Note: Rolling upgrades currently support forward-compatibility only, this means that Herd can only be upgraded to a newer version.
How to perform a rolling upgrade
MDL includes a Lambda function which takes care of managing configurations and invoking a zero-downtime upgrade to Herd, below are steps on how to use the aforementioned Lambda function to perform a rolling upgrade:
-
Login to the AWS console and find the Upgrade-utility lambda function, it is named in the following format:
${MDLInstanceName}-Herd-${Environment}-UPGRADE-HERD-LAMBDA-FUNCTION
eg.MDL-Herd-dev-UPGRADE-HERD-LAMBDA-FUNCTION
-
Invoke the lambda function with the following event (payload):
{ "RequestedVersion": "<desired-herd-version>" }
The lambda function can be invoked in the following ways:
- Using the AWS CLI's invoke-lambda command.
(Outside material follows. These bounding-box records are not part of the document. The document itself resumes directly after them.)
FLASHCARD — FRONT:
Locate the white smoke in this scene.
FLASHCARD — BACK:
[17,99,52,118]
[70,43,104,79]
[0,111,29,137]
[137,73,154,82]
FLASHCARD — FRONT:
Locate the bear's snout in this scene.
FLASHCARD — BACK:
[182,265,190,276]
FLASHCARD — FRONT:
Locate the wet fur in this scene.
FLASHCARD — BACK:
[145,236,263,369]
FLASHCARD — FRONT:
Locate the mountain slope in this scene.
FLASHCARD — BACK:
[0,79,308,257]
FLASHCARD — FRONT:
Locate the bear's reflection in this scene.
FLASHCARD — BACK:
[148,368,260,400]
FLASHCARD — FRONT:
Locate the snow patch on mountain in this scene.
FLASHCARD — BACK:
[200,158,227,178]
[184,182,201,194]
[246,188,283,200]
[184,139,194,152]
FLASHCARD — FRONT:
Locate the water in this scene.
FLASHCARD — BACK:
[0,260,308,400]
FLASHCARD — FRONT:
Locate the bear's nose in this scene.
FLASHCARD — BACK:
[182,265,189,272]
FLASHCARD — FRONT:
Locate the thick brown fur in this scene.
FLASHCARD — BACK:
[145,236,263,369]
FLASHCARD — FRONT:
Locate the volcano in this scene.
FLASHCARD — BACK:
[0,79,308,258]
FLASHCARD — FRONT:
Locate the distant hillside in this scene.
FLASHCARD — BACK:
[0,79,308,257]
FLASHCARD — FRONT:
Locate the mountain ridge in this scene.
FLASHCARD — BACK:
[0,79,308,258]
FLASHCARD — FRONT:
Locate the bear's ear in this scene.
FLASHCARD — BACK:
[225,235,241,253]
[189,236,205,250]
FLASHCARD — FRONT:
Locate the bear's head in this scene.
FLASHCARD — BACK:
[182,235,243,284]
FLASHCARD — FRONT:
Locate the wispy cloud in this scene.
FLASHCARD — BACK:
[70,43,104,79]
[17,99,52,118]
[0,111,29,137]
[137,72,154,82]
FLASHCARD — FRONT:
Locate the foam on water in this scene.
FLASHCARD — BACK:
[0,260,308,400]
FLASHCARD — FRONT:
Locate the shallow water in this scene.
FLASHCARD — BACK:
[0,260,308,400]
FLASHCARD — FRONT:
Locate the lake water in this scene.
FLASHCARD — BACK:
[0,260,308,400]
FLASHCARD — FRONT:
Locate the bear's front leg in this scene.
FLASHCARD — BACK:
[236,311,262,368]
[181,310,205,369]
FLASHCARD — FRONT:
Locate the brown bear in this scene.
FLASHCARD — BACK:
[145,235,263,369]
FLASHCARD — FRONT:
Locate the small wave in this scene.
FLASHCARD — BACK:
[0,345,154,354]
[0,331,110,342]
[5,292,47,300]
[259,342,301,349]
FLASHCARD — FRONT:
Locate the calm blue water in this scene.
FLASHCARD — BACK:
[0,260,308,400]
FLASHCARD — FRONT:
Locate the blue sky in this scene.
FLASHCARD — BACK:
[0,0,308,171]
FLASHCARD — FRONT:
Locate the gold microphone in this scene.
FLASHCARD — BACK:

- From the AWS Lambda console, manually invoke the Lambda function using a test-event.
- Using the AWS-SDK.
Try it out!
To try out a zero-downtime deployment, check out our walk-through tutorial which will guide you through a sample deployment using the AWS Lambda console.
Troubleshooting¶
Problem
Cloud formation fails with error "The maximum number of addresses has been reached". This happens while creating VPC.
Cause
The account has reached the maximum number of EIPs. EIPs are needed while configuring VPC for NatGateway.
Solution
- Recreate the MDL stack with option "VPC=false". In this case, user needs to create SSM parameters as per "CreateVPC" section in Herd-MDL CFT Specifications
- Increase the account level limit for EIPs so that NatGateway doesn't fail while allocating EIP in the account
Problem
Cloud formation fails with error "Already exists in stack". This happens while creating AWS resources.
Cause
There is already another stack with the same MDLInstanceName in the same AWS account in the same region .
Solution
- Delete the existing stack with same "MDLInstanceName" and then re-try creating the new stack
- Enter different "MDLInstanceName" for the new stack so that this does not collide with existing resources
Problem
Code Deploy fails with error "HEALTH_CONSTRAINTS". This happens with ElasticSearch/Herd/Metastor EC2 instances.
Cause
This seems to be an AWS issue that occurs occasionally. Under certain cases, CodeDeploy is unable to find the EC2 Instances created by AutoScaling group.
Solution
- Restart the Stack Creation process
Known Issues¶
- Emptying S3 buckets manually before deleting the stack
S3 buckets need to be emptied before deleting the stack. Otherwise, stack deletion fails. This will be fixed in future releases such that MDL takes care of emptying the buckets when Stack Deletion is triggered.
- Deleting SSM parameters manually before deleting the stack
Some of the SSM parameters need to be deleted before deleting the stack. Note that Stack Deletion will not fail. However, these SSM parameters will be stale, if they are not cleaned-up. Search for all the SSM parameters with "MDLInstanceName" and delete the same for clean-up. This will be fixed in future releases such that MDL takes care of deleting all the SSM parameters, when Stack Deletion is triggered.
- Deleting RDS Snapshots
AWS account has limits for number of RDS snapshots stored. MDL by default stores the RDS snapshot before deleting the same. If the number of RDS snapshots reach the AWS account limit, then MDL cannot delete the stack due to RDS snapshot issue. In this case, the user either needs to clean-up existing RDS snapshots or increase the RDS snapshot limit for the AWS account.